Woodside customers reduced their consumption by 45 percent, using 45.3 million gallons less than in 2013. Water use is down 12 percent for the year to date.
Atherton customers used 57.5 million gallons less than in June 2013, a savings of 40 percent. The town's consumption is down 2 percent for the year to date.
The Menlo Park Municipal Water District, which has been ordered by the state to cut water use by 16 percent from 2013 levels, purchased about 78 million gallons of water from the San Francisco Public Utilities Commission in June, down about 24 percent from June 2014 purchases, according to Pam Lowe, senior civil engineer with the city of Menlo Park
As a whole, the Bear Gulch District, which also includes parts of Menlo Park and Redwood City, lowered consumption in June by about 41 percent from 2013 levels, and by 23.5 percent for the year to date, according to Ms. Smithson.
The statewide goal is a 25 percent reduction. For May, the State Water Resources Control Board reported a statewide drop in consumption of 29 percent. Numbers for June are not expected until late July, water control board spokesman George Kostyrko said.
The local weather in June was not significantly different from the weather in June 2013. The mean temperature in Menlo Park was 68 in June 2013 and 67 this year, according to data from Weather Underground.

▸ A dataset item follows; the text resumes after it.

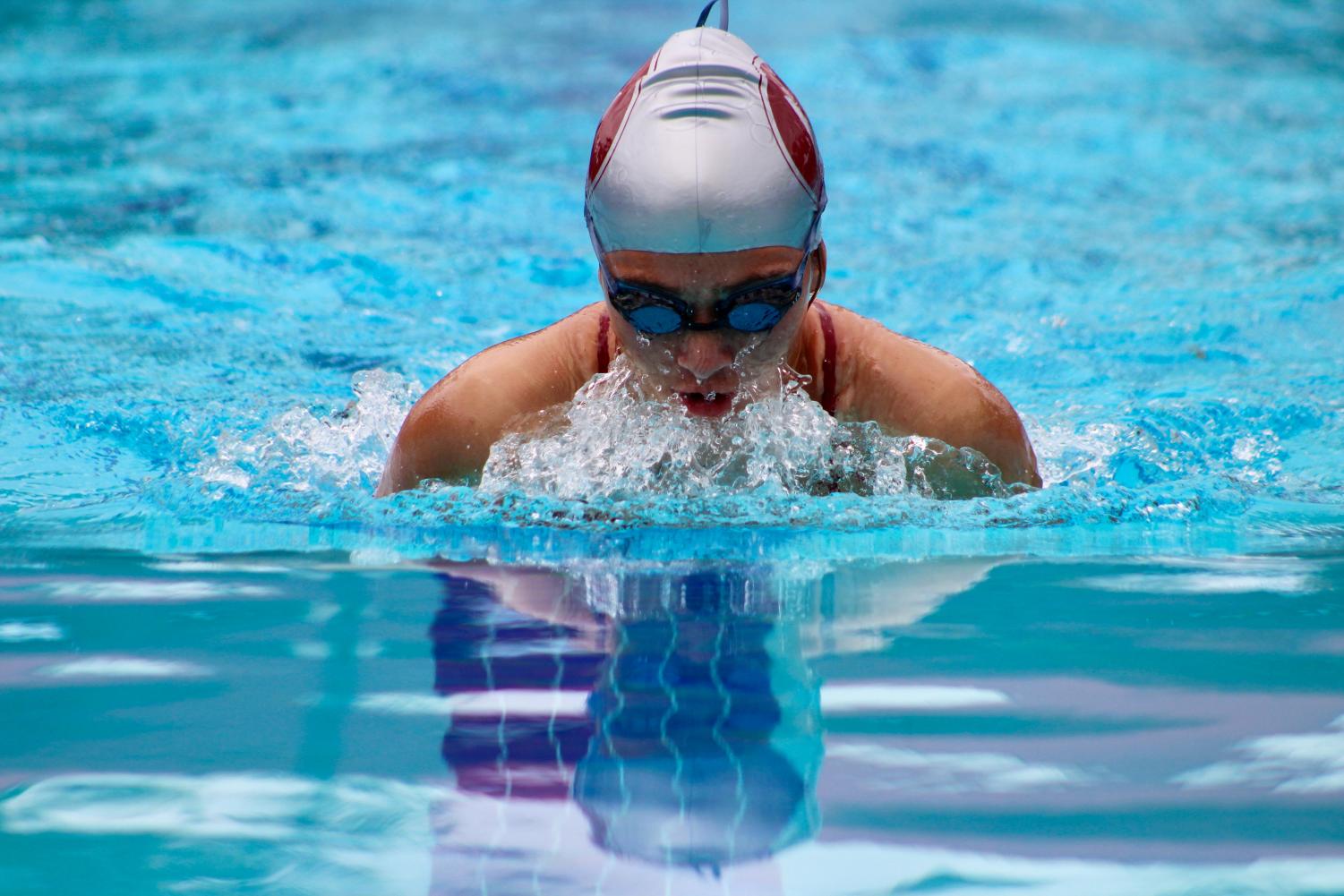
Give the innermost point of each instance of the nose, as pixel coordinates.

The data shows a maximum of 12 days in June 2013 for which air conditioning was called for versus 16 days this year.
Weather conditions affect the rate at which irrigation water evaporates into the atmosphere, according to Kevin Kielty, an arborist based in San Mateo. Water evaporates more quickly as the temperature goes up.
Native trees, such as valley oaks and coast live oaks, are adept at accumulating rainwater and using it throughout the year, Mr. Keilty said. "They're doing quite well," he said of the area's oak trees.
Not so for non-natives such as pine, birch and magnolia. Pines have the bark beetle to contend with along with the drought, and birches and magnolias depend on water used to irrigate lawns, he said.
Peninsula redwoods are also struggling because they're out of their native foggy habitat on the coast, he said. "(Redwoods) require a lot of surface water," Mr. Keilty said. "They should be getting fog-belt rain every single day."
May numbers revised
In its water consumption reports for Bear Gulch District towns for June, Cal Water revised previously reported numbers for May.
The revised numbers are as follows:
■ Woodside customers cut water consumption in May by 28 percent compared with May 2013 (not the 24 percent previously reported) and have used 7 percent more water during the first five months in 2015 (not 19 percent less).
■ Portola Valley customers cut back by 29 percent in May (not the 36 percent previously reported) and consumed 1 percent less water from January through May (not 11 percent less).
■ Atherton's May 2015 use was unchanged from 2013 (not lower by 15 percent) and up 22 percent for 2015 (not up the 4 percent originally reported).